Do FFEL Loans Qualify for Student Loan Forgiveness?July 8, 2022
Are loans issued under the Federal Family Education Loan Program (FFELP) eligible for forgiveness? Although FFELP loan forgiveness isn’t an option, there are workarounds for borrowers that want to take advantage of forgiveness programs like Public Service Loan Forgiveness (PSLF).
What Are FFELP Loans?
Loans issued under the FFELP are often referred to simply as FFEL loans. These loans were issued to undergraduate students, graduate students, and parents. The U.S. Department of Education ended the FFELP in 2010; no FFEL loans were issued after July 1, 2010.
Although the FFELP was discontinued over a decade ago, there are still many borrowers with these loans. As of July 1, 2022, 9.95 million people owed $225.8 billion in outstanding FFEL Loans.
Why Isn’t FFEL Loan Forgiveness an Option?
For federal student loan borrowers, a major benefit is the ability to take advantage of forgiveness programs like PSLF or forgiveness through income-driven repayment (IDR) plans. However, loans issued under the FFELP aren’t eligible for loan forgiveness in their current state.
The FFELP was complicated. Loans could be owned by the government, or they could be commercial loans and owned by private lenders or schools. Because they could be owned by private companies, loans issued through the FFELP program aren’t eligible for federal loan forgiveness programs.
What to Do If You Have Outstanding FFEL Loans
If you currently have FFEL loans and want to apply for PSLF or IDR plans, a workaround may be possible for FFELP loan forgiveness.
Public Service Loan Forgiveness
Under PSLF, you can have your remaining loan balance forgiven if you work for an eligible non-profit organization or government agency for ten years and make 120 qualifying monthly payments.
Typically, FFEL loans aren’t eligible for PSLF; however, the Department of Education announced a temporary expansion of the PSLF program in October 2021. For a limited time, borrowers can get credit for past payments on loans — such as FFEL loans — that would otherwise not qualify for PSLF.
However, your eligibility isn’t automatic. If you have FFEL loans, you must consolidate them with a federal Direct Consolidation Loan before October 31, 2022.
Income-Driven Repayment Forgiveness
Eligible borrowers that enroll in IDR plans can reduce their monthly payments since IDR plans base your payments on a longer loan term and a percentage of your discretionary income. Under the current IDR plan rules, borrowers can qualify for loan forgiveness if they still have a balance at the end of their loan term after making payments under an IDR plan. Depending on the plan, the repayment term can be 20 or 25 years.
If you have FFEL loans, you are usually ineligible for IDR plans.
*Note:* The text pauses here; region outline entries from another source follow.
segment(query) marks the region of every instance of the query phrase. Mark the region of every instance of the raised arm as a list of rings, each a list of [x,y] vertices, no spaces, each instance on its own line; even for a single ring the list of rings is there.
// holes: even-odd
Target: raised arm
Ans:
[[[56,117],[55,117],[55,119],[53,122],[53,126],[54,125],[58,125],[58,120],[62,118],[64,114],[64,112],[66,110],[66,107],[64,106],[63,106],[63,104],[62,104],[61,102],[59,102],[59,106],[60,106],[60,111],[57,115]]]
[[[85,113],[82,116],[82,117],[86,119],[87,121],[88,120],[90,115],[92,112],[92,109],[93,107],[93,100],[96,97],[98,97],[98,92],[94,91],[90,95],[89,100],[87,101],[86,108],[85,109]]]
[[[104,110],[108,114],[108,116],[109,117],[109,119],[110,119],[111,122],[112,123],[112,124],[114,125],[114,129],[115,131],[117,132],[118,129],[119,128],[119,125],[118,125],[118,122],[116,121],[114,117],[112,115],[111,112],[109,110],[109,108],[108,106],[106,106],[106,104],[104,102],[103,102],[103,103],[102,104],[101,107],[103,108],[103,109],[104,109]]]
However, the Department of Education has temporarily expanded the guidelines for IDR forgiveness.
- FFEL loans owned by the Education Department: No action is required; any payments made will automatically count toward the 20 to 25 years of payments needed.
- Commercially-owned loans: If you have commercially-owned FFEL loans, you need to take action to qualify for IDR forgiveness. You must consolidate your loans with a Direct Consolidation Loan to get on track for loan forgiveness.
To find out if your loans are commercially-owned or owned by the Education Department, use your FSA ID to log onto the National Student Loan Data System or call the Federal Student Loan Information Center at 1-800-433-3243.
FFELP Loan Forgiveness Alternatives
If you have FFEL loans but cannot benefit from IDR plans because your income is too high or because you’re ineligible for PSLF due to your employer type, there are other ways to manage your loans. Besides basic strategies like sticking to a budget and making extra payments, using these three FFEL loan forgiveness alternatives can help you eliminate your loans faster:
1. Employer Assistance Programs
A growing number of employers are offering student loan repayment assistance programs for their workers. Under these programs, businesses will match student loan payments to a specified annual or lifetime maximum. By utilizing these programs, you can get help with your loans and pay them off sooner.
2. State Loan Repayment Programs
Some states operate loan repayment programs to attract workers in high-need areas. Particularly if you work in healthcare, education, or law, you may be eligible for partial or full loan forgiveness in exchange for a service commitment. You can find out what programs are available in your area by contacting your state education agency.
3. Student Loan Refinancing
One of the biggest downsides to FFEL loans is their interest rates. Their rates can be quite high; in fact, some FFEL loans have rates as high as 8.5%. If you have a high-interest loan and are ineligible for PSLF or make too much money to benefit from IDR plans, another option is to refinance your student loans.
You could potentially qualify for a lower interest rate, reduce your payments and save thousands of dollars. Use the ELFI student loan refinance calculator to find out how refinancing would affect your payments and total repayment cost.*
Remember, when you refinance FFEL loans, they become private loans, and they’re no longer eligible for federal loan forgiveness programs, IDR plans, or other federal loan benefits.